Он не слишком напоминал уличных алкашей, скорее полуспившийся, слегка чокнутый интеллигент, каких в Питере через одного, из категории так называемых «соловьев». Вроде алкаш, но алкаш много знающий, размышляющий, имеющий на все свою точку зрения… Тогда, в восемьдесят девятом, перед армией, я, попивая «Жигулевское» в павильонах, помнится, жадно слушал их беседы про врагов- коммунистов, про Ельцина, «Демсоюз», психушки… И вот представилась возможность непосредственно с одним из таких пообщаться, тем более — под бутылочку… Черт меня дернул согласиться…
С тех пор два-три раза в неделю, по вечерам, приходилось сидеть с ним и пить. То у меня дома, то у него. У него никого нет, мать умерла года три назад, отец еще когда-то давно ушел из семьи, а жениться так и не получилось… У меня была Маринка, но она ночевала не каждый раз, и вот мои одинокие вечера стал делить Сергей Андреевич, бывший художник-оформитель из БДТ. Может, врал, хотя если и врал, то правдоподобно, — рассказывал интересно про Басилашвили, Олега Борисова, Юрского, Товстоногова, моего любимого актера Копеляна; дома у него валяются старые эскизики, выдавленные тюбики с остатками засохшей краски. Но куда больше театра он любит рассуждать о политике и экономике, а меня от них неизменно клонит в тяжелый, неосвежающий сон.
После каждой такой посиделки, проснувшись утром с очугуневшей головой, я клялся себе, что это было в последний раз, но проходила пара дней, и сосед Сергей Андреевич снова преграждал мне путь на площадке третьего этажа, улыбался и сладким, жалобным голосом предлагал: «Пропустим? После рабочего-то дня. У?..»
Вот и сегодня мы сидели на моей кухоньке за квадратным белым столом. На столе традиционная бутылка водки, на этот раз «Сибирская» (узнав, что я из Сибири, Сергей Андреевич стал приносить «Сибирскую», сорок пять градусов), хлеб, порезанные толстыми ломтями ветчина и сыр, еще соленые огурцы, что продавали старухи возле метро по пять тысяч за полкилограмма. Из комнаты накатывали волнами мелодичные песни радиостанции «Максимум».

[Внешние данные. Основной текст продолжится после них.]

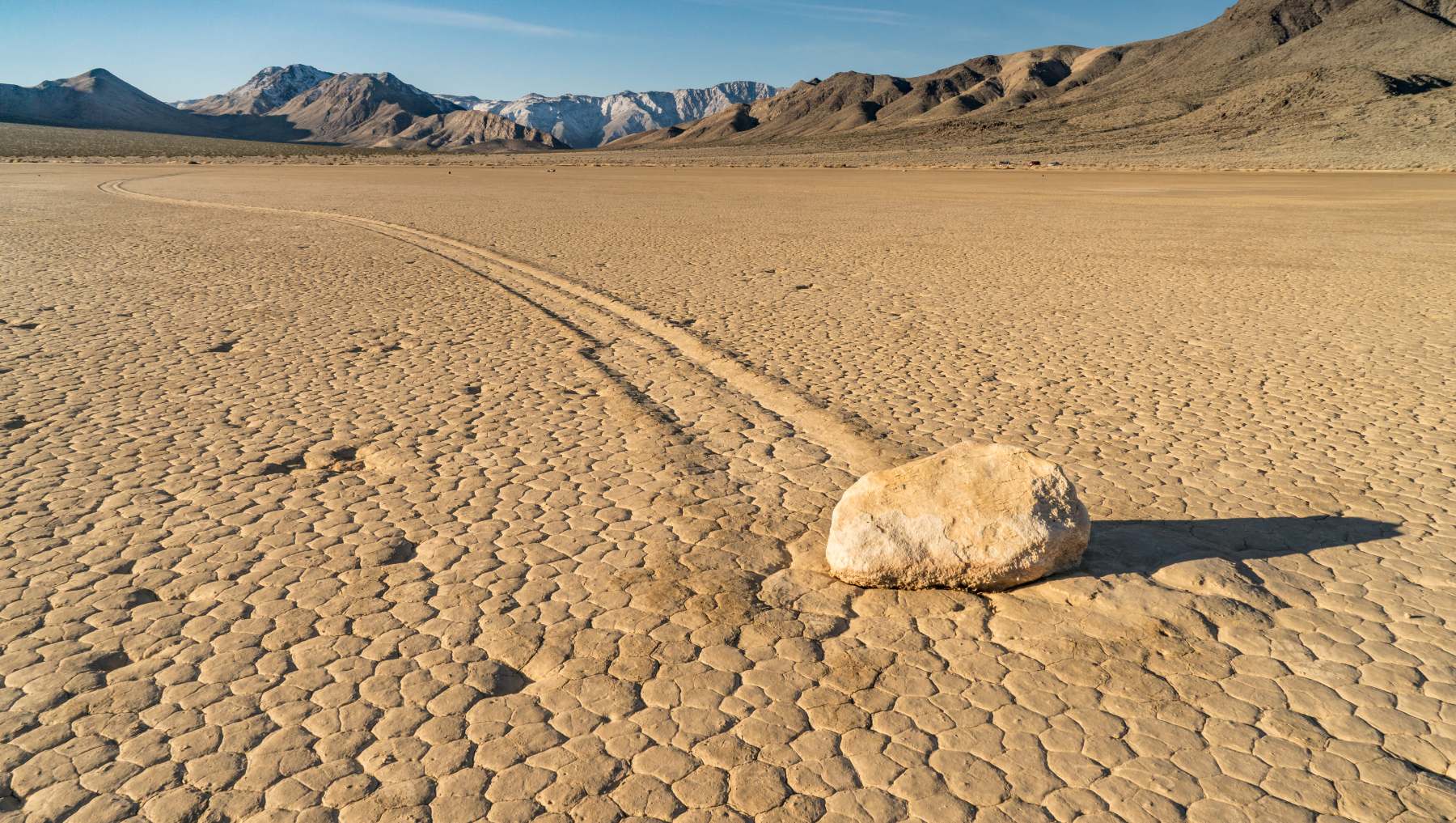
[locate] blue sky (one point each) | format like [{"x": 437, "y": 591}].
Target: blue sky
[{"x": 188, "y": 49}]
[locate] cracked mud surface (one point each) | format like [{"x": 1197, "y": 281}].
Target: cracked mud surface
[{"x": 387, "y": 495}]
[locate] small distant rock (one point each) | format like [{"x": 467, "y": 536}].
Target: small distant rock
[{"x": 976, "y": 516}]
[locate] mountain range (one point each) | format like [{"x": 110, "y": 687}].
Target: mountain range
[
  {"x": 587, "y": 121},
  {"x": 294, "y": 104},
  {"x": 1296, "y": 74},
  {"x": 1259, "y": 63}
]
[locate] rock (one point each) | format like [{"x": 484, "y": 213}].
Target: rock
[{"x": 975, "y": 516}]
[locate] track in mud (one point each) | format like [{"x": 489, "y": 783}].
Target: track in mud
[{"x": 567, "y": 300}]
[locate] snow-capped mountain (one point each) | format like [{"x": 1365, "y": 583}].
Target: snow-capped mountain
[
  {"x": 262, "y": 94},
  {"x": 586, "y": 121}
]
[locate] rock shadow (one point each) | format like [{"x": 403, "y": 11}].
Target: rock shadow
[{"x": 1143, "y": 546}]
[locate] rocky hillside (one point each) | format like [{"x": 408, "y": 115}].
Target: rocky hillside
[
  {"x": 99, "y": 100},
  {"x": 262, "y": 94},
  {"x": 1261, "y": 65},
  {"x": 294, "y": 104}
]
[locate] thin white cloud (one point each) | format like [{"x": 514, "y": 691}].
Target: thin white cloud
[
  {"x": 852, "y": 14},
  {"x": 819, "y": 11},
  {"x": 436, "y": 16}
]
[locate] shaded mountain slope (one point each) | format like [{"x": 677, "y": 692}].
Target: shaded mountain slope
[
  {"x": 1263, "y": 60},
  {"x": 99, "y": 100},
  {"x": 262, "y": 92}
]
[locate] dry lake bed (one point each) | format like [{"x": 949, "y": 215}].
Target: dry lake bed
[{"x": 456, "y": 494}]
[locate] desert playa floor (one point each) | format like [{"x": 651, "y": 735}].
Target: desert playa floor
[{"x": 407, "y": 494}]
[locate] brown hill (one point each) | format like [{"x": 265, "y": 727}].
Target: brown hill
[
  {"x": 360, "y": 109},
  {"x": 1283, "y": 62},
  {"x": 99, "y": 100},
  {"x": 342, "y": 109},
  {"x": 262, "y": 92}
]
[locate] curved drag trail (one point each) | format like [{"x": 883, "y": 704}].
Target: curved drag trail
[{"x": 848, "y": 440}]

— Бизнес, Роман, — это, да, не спорю, занятие дельное, — медленно, точно бы разгоняясь, произнес Сергей Андреевич после первой же рюмки. — Только, видите ли, таких, как вы, бизнесменов, их миллионы, а пользы государству от вас ни на йоту.
— Да не бизнесмен я никакой, — пришлось перебить. — Сто раз говорил: я просто рабочий. Работаю у своего хозяина грузчиком. Он бизнесмен.

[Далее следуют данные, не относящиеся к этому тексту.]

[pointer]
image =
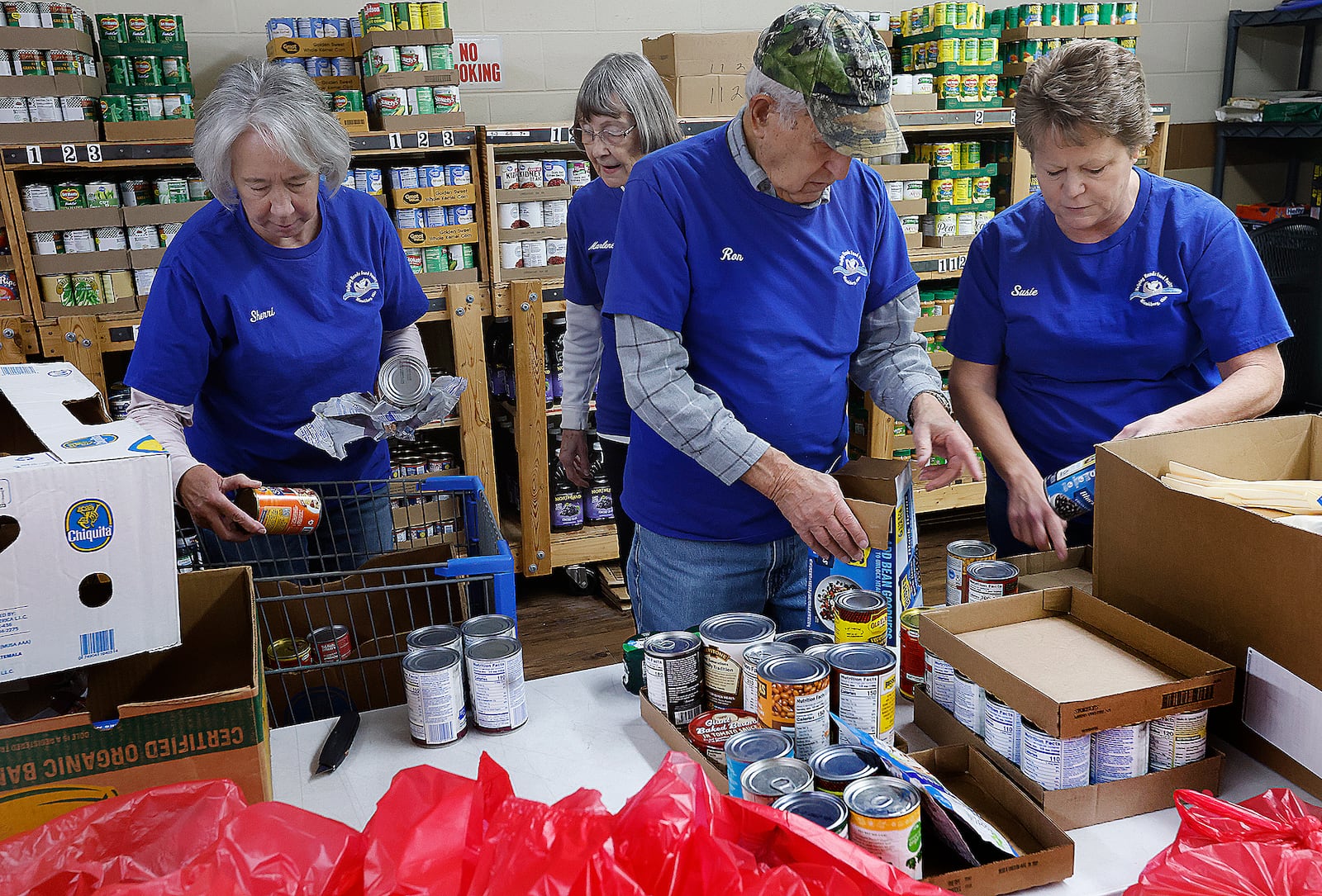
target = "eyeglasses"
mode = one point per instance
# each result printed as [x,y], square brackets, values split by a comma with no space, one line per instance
[610,136]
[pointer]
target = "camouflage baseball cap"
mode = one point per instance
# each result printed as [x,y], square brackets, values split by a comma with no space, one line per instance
[843,69]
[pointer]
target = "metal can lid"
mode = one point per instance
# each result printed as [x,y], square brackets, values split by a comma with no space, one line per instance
[489,624]
[844,763]
[497,647]
[434,660]
[672,644]
[750,746]
[882,797]
[861,658]
[737,628]
[793,669]
[770,777]
[804,638]
[969,548]
[824,809]
[433,636]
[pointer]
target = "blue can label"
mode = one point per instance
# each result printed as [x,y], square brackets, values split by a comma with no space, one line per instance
[1070,491]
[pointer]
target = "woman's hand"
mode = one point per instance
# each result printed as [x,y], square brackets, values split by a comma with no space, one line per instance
[575,457]
[202,491]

— Ну какая, в принципе, разница! — Голос соседа не изменился, ему, как я заметил, все равно, о чем говорить, только б произносить звуки, шевелить языком и, может, заодно слегка и мозгами. — Он главный бизнесмен, а вы помогаете. Без таких, как вы, они бы ничего не смогли. Согласитесь.

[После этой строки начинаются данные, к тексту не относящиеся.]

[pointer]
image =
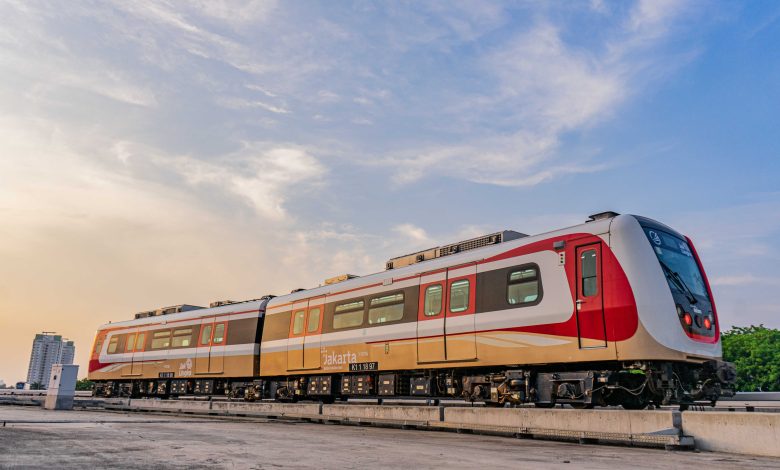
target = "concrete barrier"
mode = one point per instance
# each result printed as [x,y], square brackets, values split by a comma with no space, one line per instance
[605,421]
[266,409]
[384,412]
[169,405]
[740,433]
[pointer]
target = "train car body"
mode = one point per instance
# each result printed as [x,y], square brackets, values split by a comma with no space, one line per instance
[181,353]
[614,311]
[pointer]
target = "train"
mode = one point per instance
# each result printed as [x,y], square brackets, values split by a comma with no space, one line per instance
[616,311]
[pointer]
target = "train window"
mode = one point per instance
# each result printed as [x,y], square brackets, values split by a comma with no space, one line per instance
[433,300]
[219,334]
[298,319]
[348,315]
[112,344]
[523,286]
[130,342]
[139,342]
[161,339]
[589,277]
[386,309]
[358,304]
[182,338]
[314,320]
[205,335]
[459,296]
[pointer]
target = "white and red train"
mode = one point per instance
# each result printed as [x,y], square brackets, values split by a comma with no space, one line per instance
[616,311]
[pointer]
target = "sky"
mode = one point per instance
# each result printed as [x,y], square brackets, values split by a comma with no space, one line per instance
[154,153]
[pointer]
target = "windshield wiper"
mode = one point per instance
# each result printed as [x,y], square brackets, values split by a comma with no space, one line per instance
[679,282]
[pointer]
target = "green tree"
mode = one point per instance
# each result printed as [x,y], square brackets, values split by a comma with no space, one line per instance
[755,351]
[84,384]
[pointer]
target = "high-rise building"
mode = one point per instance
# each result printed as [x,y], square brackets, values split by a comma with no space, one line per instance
[48,349]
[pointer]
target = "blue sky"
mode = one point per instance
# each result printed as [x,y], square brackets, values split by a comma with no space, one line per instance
[156,153]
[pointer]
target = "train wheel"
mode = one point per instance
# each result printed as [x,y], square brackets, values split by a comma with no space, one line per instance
[582,406]
[635,405]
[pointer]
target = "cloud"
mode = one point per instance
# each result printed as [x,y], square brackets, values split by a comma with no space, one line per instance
[745,279]
[240,103]
[414,233]
[545,89]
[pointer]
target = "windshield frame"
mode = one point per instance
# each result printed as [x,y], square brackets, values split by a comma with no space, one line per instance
[684,273]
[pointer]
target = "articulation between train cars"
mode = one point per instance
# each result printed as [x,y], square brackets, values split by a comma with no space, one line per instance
[615,311]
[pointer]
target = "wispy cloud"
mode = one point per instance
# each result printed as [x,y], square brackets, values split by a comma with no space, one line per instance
[745,279]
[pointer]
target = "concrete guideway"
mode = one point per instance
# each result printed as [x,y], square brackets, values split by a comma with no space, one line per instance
[715,431]
[35,438]
[736,432]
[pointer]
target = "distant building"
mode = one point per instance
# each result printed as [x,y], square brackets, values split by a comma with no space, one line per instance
[48,349]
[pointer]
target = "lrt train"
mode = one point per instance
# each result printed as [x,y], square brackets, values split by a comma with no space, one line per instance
[615,311]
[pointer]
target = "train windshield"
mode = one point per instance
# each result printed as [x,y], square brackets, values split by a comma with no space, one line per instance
[682,271]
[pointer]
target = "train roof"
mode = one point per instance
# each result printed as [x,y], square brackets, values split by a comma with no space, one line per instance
[596,227]
[247,305]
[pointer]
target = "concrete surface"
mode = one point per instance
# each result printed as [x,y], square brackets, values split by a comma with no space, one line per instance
[34,438]
[275,409]
[616,421]
[743,433]
[384,412]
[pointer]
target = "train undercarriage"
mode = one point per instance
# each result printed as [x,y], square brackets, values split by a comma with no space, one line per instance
[632,386]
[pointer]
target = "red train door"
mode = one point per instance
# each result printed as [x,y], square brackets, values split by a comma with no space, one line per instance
[460,305]
[590,299]
[138,348]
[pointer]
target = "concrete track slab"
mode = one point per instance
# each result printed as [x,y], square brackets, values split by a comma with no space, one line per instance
[35,438]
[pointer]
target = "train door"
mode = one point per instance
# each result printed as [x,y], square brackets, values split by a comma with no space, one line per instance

Я усмехнулся, но спорить не стал — пускай гонит свою пургу. Скучны, конечно, эти наши вечера, только что еще придумать — в клубе торчать тоже уже надоело, Маринка ночует дома, а спать рано…
— Да, пользы нет, зато развращение — в грандиозных масштабах. Я не о вас и вашем этом… хозяине, а в целом по стране. Я телевизор смотрю, газеты читаю, хожу по улице и вижу: зреет уже кое-что. — Сергей Андреевич взял бутылку, плеснул в рюмки по чуть-чуть. — Вижу, Роман, негодование зреет. Про «Атлант»-то слышали?
— Про что?
— Ну, магазин такой мебельный есть на Литейном. Огромный такой, трехэтажный. Неужели не видели?
Я пожал плечами:
— Мало ли их…
— Ну, этот везде рекламируют. Мебель для господ… Ну ладно, не в этом дело. Сейчас… — Сосед не чокаясь выпил; я тоже выпил, конечно. — Ну и вот… Решили там такую акцию сделать. В витрине соорудили как бы комнату, обставили так… мебель, все прочее. Я сам ходил, видел — ну, как в квартире настоящей, богатой. Евро, в общем… И понимаете, засунули туда парня и девушку, живых. И они там стали жить, показывать, как им там хорошо, удобно при такой мебели.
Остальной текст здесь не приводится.